Auf dem Hofe diente ein junger Knecht, den der Bauer aus Mitleid aufgenommen hatte, da er arm und elternlos war. Als nun der Bauer an einem Sonntag das ganze Gesinde in die Kirche geschickt hatte, um unbeobachtet seine Absicht ausführen zu können, versteckte sich der Knecht in der Scheune, weil er sich schämte, in seinen abgetragenen Kleidern den Gottesdienst zu besuchen. Aber gerade die Scheune hatte der Bauer zum Versteck seiner Habe ausersehen, und so konnte der Knecht, der im Heu verborgen lag, genau beobachten, wie sein Herr zuerst ein großes Loch grub, bis es mannstief war, wie er dann in einen weiten kupfernen Kessel Gold, Silber, Münzen und Gefäße in gewaltigen Mengen hinabsenkte, die Grube wieder zuschaufelte und schließlich den Boden einebnete. Er hörte auch, wie sein Herr den Teufel zum Hüter des Ortes bestellte und beschwörend ausrief, niemand dürfe im Verlauf von sieben Jahren den Schatz beheben, und wer dann komme, ihn zu holen, solle kein anderer sein als seiner Tochter Bräutigam; der dürfe aber nicht mit Spaten oder Schaufel graben, sondern müsse den Kessel mit einem silbernen Fuhrwerk, vor welches das lebendige, beflügelte Feuer gespannt sei, zutage fördern. Jedem Unbefugten, der sich an den Schatz wage, möge der Teufel den Hals brechen.

Als der Bauer seinen Spruch getan hatte, schwirrte eine große Fledermaus durch die Scheune, umkreiste dreimal in schnellem Flug den Mann und den Schatz und verschwand wieder. Der Bauer nickte befriedigt und ging seiner Wege.

Der Bursche konnte dieses Erlebnis nicht vergessen; wo er ging und stand, lag ihm der Schatz im Sinn, und der Gedanke, wie er seiner habhaft werden könnte, ließ ihn nimmer los. Schließlich nahm er seinen Abschied von dem Bauern, ging zur See und wurde ein schmucker, tüchtiger Matrose. Doch als die sieben Jahre um waren, hielt es ihn nicht länger auf dem Schiffe; er machte sich auf und wanderte seinem Heimatort zu. Dort kannte ihn längst niemand mehr, aber er erfuhr bald im Wirtshaus, daß sein früherer Herr vor kurzer Zeit gestorben sei; nun lebe die Familie in großer Not, denn mit dem Reichtum des Alten scheine es nicht weit her gewesen zu sein; in seinem Nachlaß habe sich weder Gold noch Silber gefunden.

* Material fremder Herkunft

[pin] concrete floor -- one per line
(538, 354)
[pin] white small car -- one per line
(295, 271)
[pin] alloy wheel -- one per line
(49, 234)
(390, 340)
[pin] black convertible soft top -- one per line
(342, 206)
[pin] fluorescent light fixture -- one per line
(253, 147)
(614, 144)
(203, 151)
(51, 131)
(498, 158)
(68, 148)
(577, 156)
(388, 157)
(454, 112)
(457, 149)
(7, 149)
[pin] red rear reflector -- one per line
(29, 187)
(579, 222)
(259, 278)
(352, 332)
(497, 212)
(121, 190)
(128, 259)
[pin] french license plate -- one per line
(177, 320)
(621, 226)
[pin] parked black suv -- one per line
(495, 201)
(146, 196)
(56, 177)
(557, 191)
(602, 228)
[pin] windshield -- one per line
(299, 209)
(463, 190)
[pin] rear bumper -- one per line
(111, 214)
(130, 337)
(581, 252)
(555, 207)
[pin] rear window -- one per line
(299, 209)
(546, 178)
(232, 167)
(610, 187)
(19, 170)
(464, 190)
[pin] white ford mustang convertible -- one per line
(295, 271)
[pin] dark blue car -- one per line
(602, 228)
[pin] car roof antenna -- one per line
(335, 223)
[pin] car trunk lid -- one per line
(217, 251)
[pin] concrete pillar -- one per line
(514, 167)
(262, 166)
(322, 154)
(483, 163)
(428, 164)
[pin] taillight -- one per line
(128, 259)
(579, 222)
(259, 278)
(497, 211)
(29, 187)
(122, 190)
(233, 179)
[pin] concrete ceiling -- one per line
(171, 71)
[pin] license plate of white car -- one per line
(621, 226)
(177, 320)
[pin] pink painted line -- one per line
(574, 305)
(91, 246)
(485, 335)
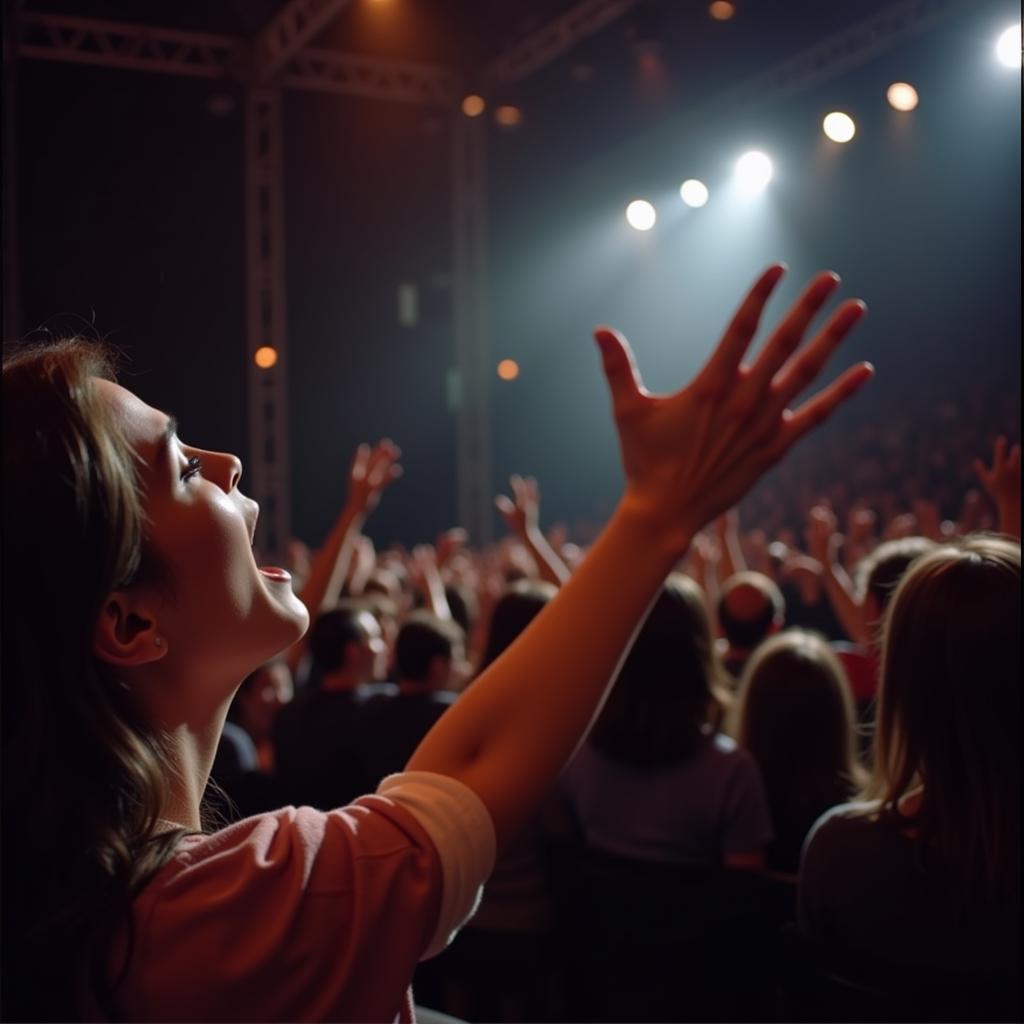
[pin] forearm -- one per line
(551, 567)
(513, 730)
(1009, 510)
(840, 593)
(328, 569)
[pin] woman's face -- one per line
(218, 613)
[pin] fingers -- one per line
(725, 359)
(786, 337)
(800, 372)
(817, 409)
(620, 368)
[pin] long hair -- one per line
(948, 716)
(83, 778)
(797, 718)
(669, 691)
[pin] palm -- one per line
(690, 456)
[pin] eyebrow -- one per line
(165, 441)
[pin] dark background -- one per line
(129, 197)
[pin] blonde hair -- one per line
(948, 714)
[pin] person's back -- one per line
(654, 780)
(797, 719)
(926, 870)
(391, 727)
(317, 735)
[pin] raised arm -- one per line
(822, 545)
(372, 470)
(1003, 482)
(687, 458)
(521, 513)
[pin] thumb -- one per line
(620, 366)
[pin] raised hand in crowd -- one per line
(1003, 483)
(521, 513)
(823, 543)
(372, 470)
(687, 457)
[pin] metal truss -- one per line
(472, 370)
(349, 74)
(294, 26)
(266, 324)
(133, 47)
(840, 52)
(554, 39)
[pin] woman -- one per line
(133, 608)
(797, 719)
(656, 780)
(925, 871)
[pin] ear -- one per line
(126, 634)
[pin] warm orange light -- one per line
(473, 105)
(265, 356)
(508, 116)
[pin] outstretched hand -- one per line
(373, 469)
(691, 455)
(521, 512)
(1003, 481)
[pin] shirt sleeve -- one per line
(460, 826)
(747, 821)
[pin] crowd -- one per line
(737, 733)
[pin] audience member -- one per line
(655, 779)
(926, 869)
(317, 735)
(426, 652)
(796, 717)
(114, 700)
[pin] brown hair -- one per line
(797, 718)
(83, 779)
(948, 716)
(669, 690)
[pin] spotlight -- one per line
(265, 356)
(508, 370)
(839, 126)
(641, 215)
(693, 193)
(901, 96)
(1008, 48)
(754, 171)
(508, 116)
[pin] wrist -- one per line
(666, 537)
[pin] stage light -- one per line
(693, 193)
(508, 370)
(754, 171)
(508, 117)
(839, 126)
(641, 215)
(1008, 48)
(265, 356)
(901, 96)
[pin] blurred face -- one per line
(219, 614)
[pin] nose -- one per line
(226, 471)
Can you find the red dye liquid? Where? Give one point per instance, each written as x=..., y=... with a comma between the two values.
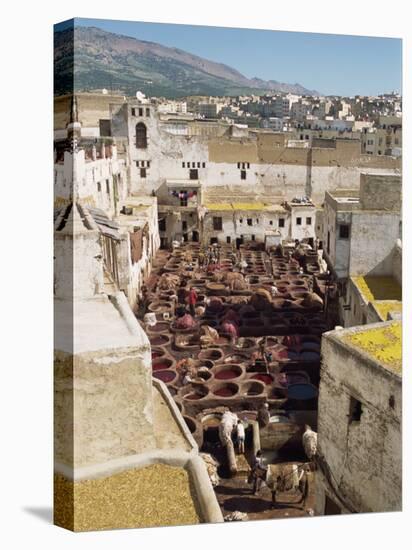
x=160, y=366
x=226, y=374
x=165, y=376
x=225, y=392
x=265, y=378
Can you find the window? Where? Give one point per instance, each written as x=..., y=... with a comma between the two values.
x=355, y=410
x=217, y=223
x=344, y=231
x=183, y=198
x=141, y=136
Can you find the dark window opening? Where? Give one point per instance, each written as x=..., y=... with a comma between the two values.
x=141, y=136
x=105, y=127
x=183, y=198
x=355, y=410
x=344, y=231
x=331, y=508
x=217, y=223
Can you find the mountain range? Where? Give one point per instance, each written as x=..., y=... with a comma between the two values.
x=101, y=59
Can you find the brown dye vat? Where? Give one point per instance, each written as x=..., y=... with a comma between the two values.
x=211, y=354
x=159, y=340
x=228, y=372
x=245, y=343
x=157, y=352
x=236, y=358
x=166, y=376
x=161, y=364
x=194, y=393
x=159, y=327
x=267, y=379
x=227, y=389
x=252, y=388
x=309, y=356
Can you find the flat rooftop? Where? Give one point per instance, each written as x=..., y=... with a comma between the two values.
x=243, y=206
x=381, y=343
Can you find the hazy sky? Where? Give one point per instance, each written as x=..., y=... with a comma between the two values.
x=331, y=64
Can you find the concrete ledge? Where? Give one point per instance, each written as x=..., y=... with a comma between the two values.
x=177, y=415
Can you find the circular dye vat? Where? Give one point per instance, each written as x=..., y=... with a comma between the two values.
x=156, y=353
x=211, y=354
x=159, y=327
x=161, y=364
x=263, y=377
x=228, y=372
x=166, y=376
x=226, y=390
x=309, y=356
x=252, y=388
x=211, y=421
x=302, y=391
x=160, y=340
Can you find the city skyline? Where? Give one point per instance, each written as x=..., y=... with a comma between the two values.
x=357, y=65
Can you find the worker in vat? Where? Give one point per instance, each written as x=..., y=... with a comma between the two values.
x=263, y=417
x=258, y=472
x=240, y=436
x=192, y=299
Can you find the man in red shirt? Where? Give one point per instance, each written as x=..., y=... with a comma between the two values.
x=192, y=299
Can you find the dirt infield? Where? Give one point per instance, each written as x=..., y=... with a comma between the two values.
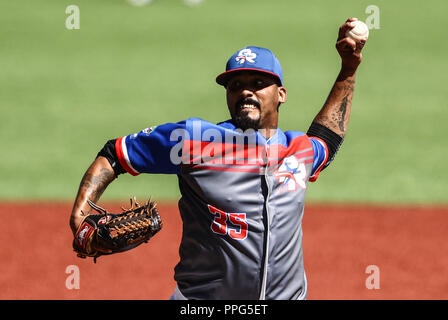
x=408, y=247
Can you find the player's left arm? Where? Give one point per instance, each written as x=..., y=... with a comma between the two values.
x=330, y=124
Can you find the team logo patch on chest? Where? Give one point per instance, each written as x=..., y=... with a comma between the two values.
x=291, y=174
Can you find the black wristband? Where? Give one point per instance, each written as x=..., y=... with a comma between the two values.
x=110, y=154
x=331, y=138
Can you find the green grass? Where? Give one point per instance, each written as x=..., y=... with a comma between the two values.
x=64, y=93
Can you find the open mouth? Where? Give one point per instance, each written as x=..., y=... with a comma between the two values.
x=247, y=104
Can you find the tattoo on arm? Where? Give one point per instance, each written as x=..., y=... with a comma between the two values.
x=336, y=110
x=94, y=185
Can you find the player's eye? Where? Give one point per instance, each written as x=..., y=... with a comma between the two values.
x=259, y=84
x=234, y=85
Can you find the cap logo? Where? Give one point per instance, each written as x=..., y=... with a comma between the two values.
x=246, y=55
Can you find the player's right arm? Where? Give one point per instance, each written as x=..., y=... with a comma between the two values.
x=149, y=151
x=95, y=180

Der Bursche sprach bald auf dem Hofe vor, fand alles, wie man es ihm geschildert hatte, und wurde, da die verwaiste Tochter sich seiner noch gern erinnerte, dort ein häufiger Gast. Schließlich fand er den Mut, um das hübsche Mädchen zu freien. Dieses wies ihn nicht ab. Nun hätte der junge Mann mit seinem zur See erworbenen Gut in aller Ruhe seinen Haushalt als ein vermögender Mann beginnen können. Doch der Schatz lag ihm im Sinne, und er sann unablässig darüber nach, wie er ihn heben könne.

Da träumte er einmal, die Scheune stehe in Flammen, aber als er genauer hinsah, war es ein großer Hahn, der auf dem Strohdach stand und mit den Flügeln schlug. Im nächsten Augenblick schwang dieser sich von seinem hohen Standort herab, setzte sich auf eine umgestürzte Pflugschar, pickte mit dem Schnabel und scharrte mit den Füßen daran, kurz, benahm sich ganz so, als wolle er den Pflug in die Höhe richten und mit sich führen.

Lange Zeit verstand der Mann diesen Traum nicht, doch plötzlich kam ihm ein guter Gedanke. Er fuhr sogleich zu einem Goldschmied in die Stadt und bestellte einen silbernen Pflug, den er sofort mit blanken Talern bezahlte. Nach acht Tagen schon konnte er ihn holen, und nunging er sogleich ans Werk. In der nächsten Nacht, sobald die Glocke zwölf schlug, machte er sich auf, unter dem rechten Arm den Silberpflug, unter dem linken einen prächtigen roten Hahn. Vor der Scheune spannte er den Hahn vor den silbernen Pflug, öffnete das, Tor und fuhr nach der Stelle, wo der Schatz verborgen lag. Obgleich kein Mondschein in die Scheune fiel, war es doch fast taghell darin, denn der Pflug leuchtete und der Hahn glänzte wie helloderndes Feuer.

Schweigend begann der Mann im Kreise zu ackern und die Erdschollen zur Seite zu pflügen. Obwohl ein Gebrause und ein schreckliches Stimmengewirr anhob, verrichtete er in tiefster Ruhe seine Arbeit, bis er an den Deckel des Kessels stieß und den Schatz in all seiner Herrlichkeit gehoben hatte. Dann packte er alles in Körbe und eilte damit in den Hof, um es zu bergen. Nun machten die Leute freilich große Augen und freuten sich des wiedergewonnenen Gutes, und im Herbst gab es eine lustige Hochzeit.

Der Silberpflug blieb lange Zeit ein Wahrzeichen der Familie, bis er im Schwedenkrieg verlorenging.